M. Marmontel nous a communiqué sur ce sujet les réflexions suivantes. L’inégalité des vers élégiaques les distingue, dit-il, des vers héroiques, dont la marche soûtenue caractérise la majesté :

Arma, gravi numero, violentaque bella parabam
Edere, materiâ conveniente modis.
Par erat inferior versus : risisse Cupido
Dicitur, atque unum subripuisse pedem.

Ovid. Am. lib. I. el. 1.

Mais comment cette mesure pouvoit-elle peindre également deux affections de l’ame opposées ? c’est ce qui est encore sensible pour nos oreilles, continue M. Marmontel, malgré l’altération de la prosodie latine dans notre prononciation.

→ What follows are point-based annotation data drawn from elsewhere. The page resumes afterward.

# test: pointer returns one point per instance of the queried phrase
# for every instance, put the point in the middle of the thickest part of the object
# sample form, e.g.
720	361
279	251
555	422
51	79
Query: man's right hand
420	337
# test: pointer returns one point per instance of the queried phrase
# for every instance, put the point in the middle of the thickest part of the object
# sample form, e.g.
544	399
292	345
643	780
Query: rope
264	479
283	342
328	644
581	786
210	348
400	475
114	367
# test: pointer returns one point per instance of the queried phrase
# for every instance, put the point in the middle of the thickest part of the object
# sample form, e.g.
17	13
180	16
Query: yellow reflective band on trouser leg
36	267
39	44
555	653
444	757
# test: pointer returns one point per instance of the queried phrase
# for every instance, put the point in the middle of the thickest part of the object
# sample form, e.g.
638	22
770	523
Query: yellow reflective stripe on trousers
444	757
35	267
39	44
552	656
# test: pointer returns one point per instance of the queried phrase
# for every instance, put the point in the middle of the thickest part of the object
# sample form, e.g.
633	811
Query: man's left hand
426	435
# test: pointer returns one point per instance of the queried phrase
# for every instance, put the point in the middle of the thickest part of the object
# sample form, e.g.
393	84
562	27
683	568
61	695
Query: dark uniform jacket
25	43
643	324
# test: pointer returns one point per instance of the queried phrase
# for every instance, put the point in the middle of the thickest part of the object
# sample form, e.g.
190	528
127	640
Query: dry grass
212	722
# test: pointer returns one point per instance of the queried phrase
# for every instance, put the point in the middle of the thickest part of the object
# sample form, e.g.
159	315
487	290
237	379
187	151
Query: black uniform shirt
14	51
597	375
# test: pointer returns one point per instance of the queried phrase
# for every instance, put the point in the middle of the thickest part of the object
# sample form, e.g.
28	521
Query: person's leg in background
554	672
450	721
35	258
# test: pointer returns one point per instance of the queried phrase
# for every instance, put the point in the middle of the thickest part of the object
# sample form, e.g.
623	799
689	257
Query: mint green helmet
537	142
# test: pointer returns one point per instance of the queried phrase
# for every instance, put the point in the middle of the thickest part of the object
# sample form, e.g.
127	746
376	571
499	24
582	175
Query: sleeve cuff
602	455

La tristesse & la joie ont cela de commun, que leurs mouvemens sont inégaux & fréquemment interrompus : l’un & l’autre suspendent la respiration, coupent la voix, rompent la mesure : l’une s’affoiblit, expire, & tombe ; l’autre s’anime, tressaillit & s’élance. Or le vers pentametre a cette propriété, que ses interruptions peuvent être ou des chûtes ou des élans, suivant l’expression qu’on lui donne : la mesure en est donc également docile à peindre les mouvemens de la tristesse & de la joie. Mais comme dans la nature les mouvemens de l’une & de l’autre ne sont pas aussi fréquemment interrompus que ceux du vers pentametre, on y a joint, pour les suspendre & les soûtenir, la mesure ferme du vers héroïque : de-là le mélange alternatif de ces deux vers dans l’élégie.